I'm interested in learning more about how the various libc's are implemented. Can someone suggest one (or other C code) that I can download and look through? I am trying to find high quality open source C to learn from. Thanks
Because there's no real problem with having a 1.5MB glibc on a server or desktop OS, and glibc is quite a lot more featureful than the alternatives. Many lack locale support, nsswitch, backwards binary compatibility and various minor bits and pieces that breaks existing applications.
The size isn't really an issue for most desktop or server oriented distributions. Perhaps bigger issues for distros are:
- Symbol versioning: If you have a newer glibc installed when you build your packages, they'll refuse to run on older glibc, even if they don't need any of the new version's features. This makes it hard to make packages that support multiple versions of a distribution (e.g. a stable release with an older glibc and an unstable release with a newer one).
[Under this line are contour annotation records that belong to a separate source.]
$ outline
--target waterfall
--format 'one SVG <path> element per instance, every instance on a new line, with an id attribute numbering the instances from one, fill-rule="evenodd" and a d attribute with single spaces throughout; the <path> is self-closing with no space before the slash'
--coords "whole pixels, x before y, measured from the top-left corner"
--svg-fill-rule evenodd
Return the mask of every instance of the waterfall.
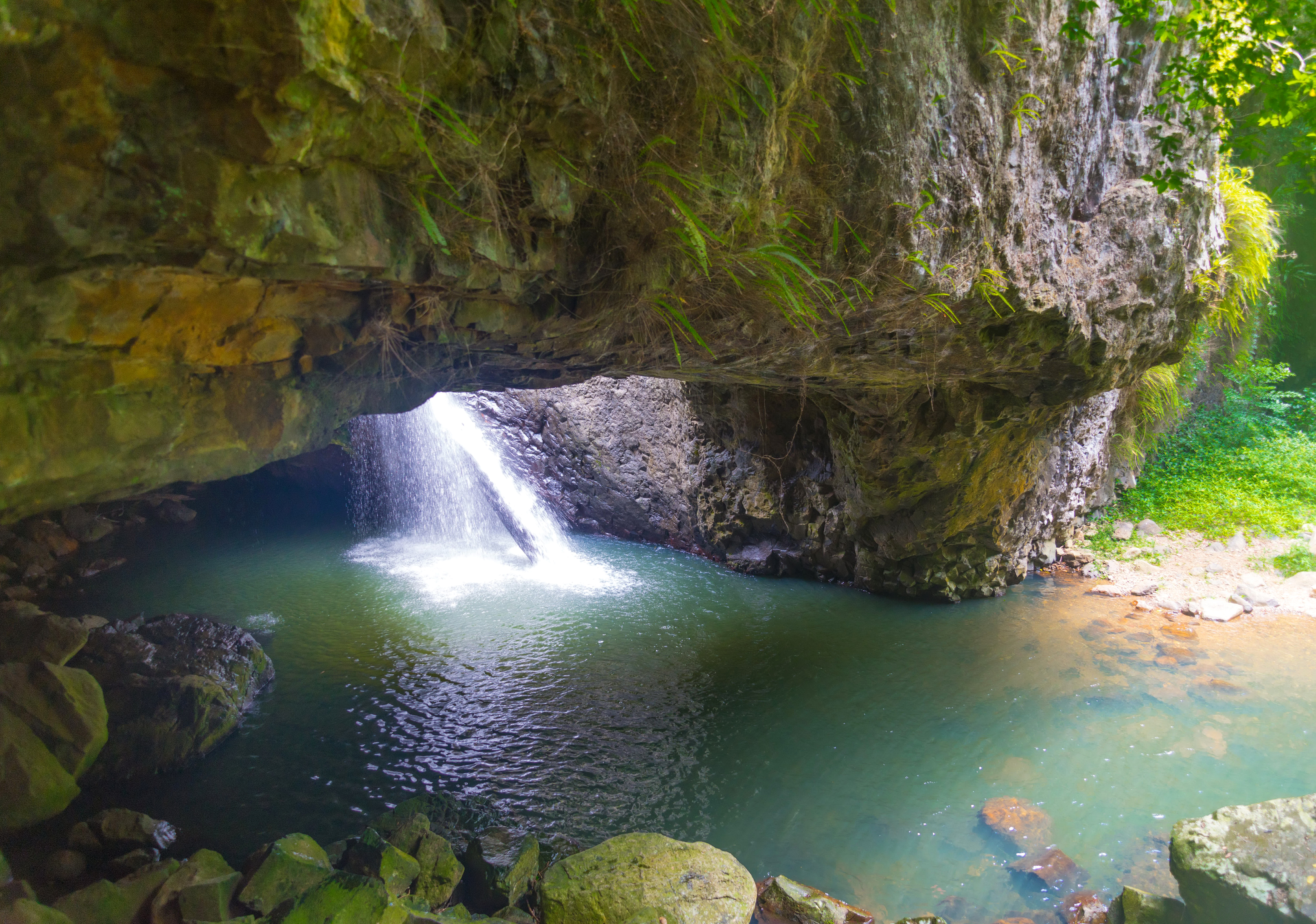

- Awkwardness of upgrading: For example Debian usually wants you to restart X and any daemons that use nss when glibc is updated. There are also atomicity issues during upgrade where there's a race window during which execing programs can fail.
On the other hand, distros are invested in a huge set of packages as well as support for third-party (often non-free) software, all of which are presently linked with glibc. I think musl is a lot more interesting right now to new and upcoming distros that are looking for a fresh start with less baggage than as a migration path for the big distros with major user/customer bases, at least in the short term. In the long term, who knows what will happen... :-)
The musl figures may be somewhat outdated since musl is developing rather quickly. With regards to the others, the main thing that's outdated is the size of glibc. It's considerably larger now. :-)
A lot of this page dates back to a few years back when glibc had severe bugs in its maintainer, and the eglibc branch/fork was the better choice. Regardless, given the commonalities of the codebases, it's doubtful that the numbers between glibc and eglibc are going to be much different.
eglibc has slowly been merged upstream for the last 2 years. The next eglibc release (2.19) not only will be the last, but it's recommended to use glibc instead unless there's specific need:
> I have now set up the EGLIBC 2.19 branch. This is the last EGLIBC release branch; unless you are relying on changes in EGLIBC relative to glibc that have not been merged to glibc, you are advised to use glibc 2.19 branch instead of EGLIBC 2.19 branch. If you are relying
on such changes, listed below, you should plan to contribute such features to glibc so you can cease using EGLIBC
I don't see anything to suggest that Arch uses eglibc. The glibc package in the repos is clearly the original glibc (look at the name, package URL, and build config) and there is no other package named "eglibc". Also, a very recent forum post[1] implies eglibc is not the standard.
Wikipedia says[2] that Arch uses eglibc, but their source is the eglibc website home page and I find no such claim on the entire site. I can't find anything about eglibc on the Arch mailing list, either.
Yeah, you're right, I can't find anything saying Arch is using eglibc either. I did get my information on it from that Wikipedia article, I guess I should have checked the citations.
Hmmm. I can see you're frustrated, but it's coming out sounding like you feel entitled to other's free work.
Perhaps if you feel the need you could use the author's benchsuite at http://www.etalabs.net/libc-bench.html to test GNU libc and share the results with everyone.
But then one needs to understand the background of how and why dietlibc came to be: its original author used to work for a German company developing digital TV set-top boxes and receivers, based on Linux and technologies like DirectFB, so obviously supporting their requirements and optimizing for size aggressively, even if some functionality is non-conformant, has always been a priority.
Full disclosure: I contributed a few patches to dietlibc.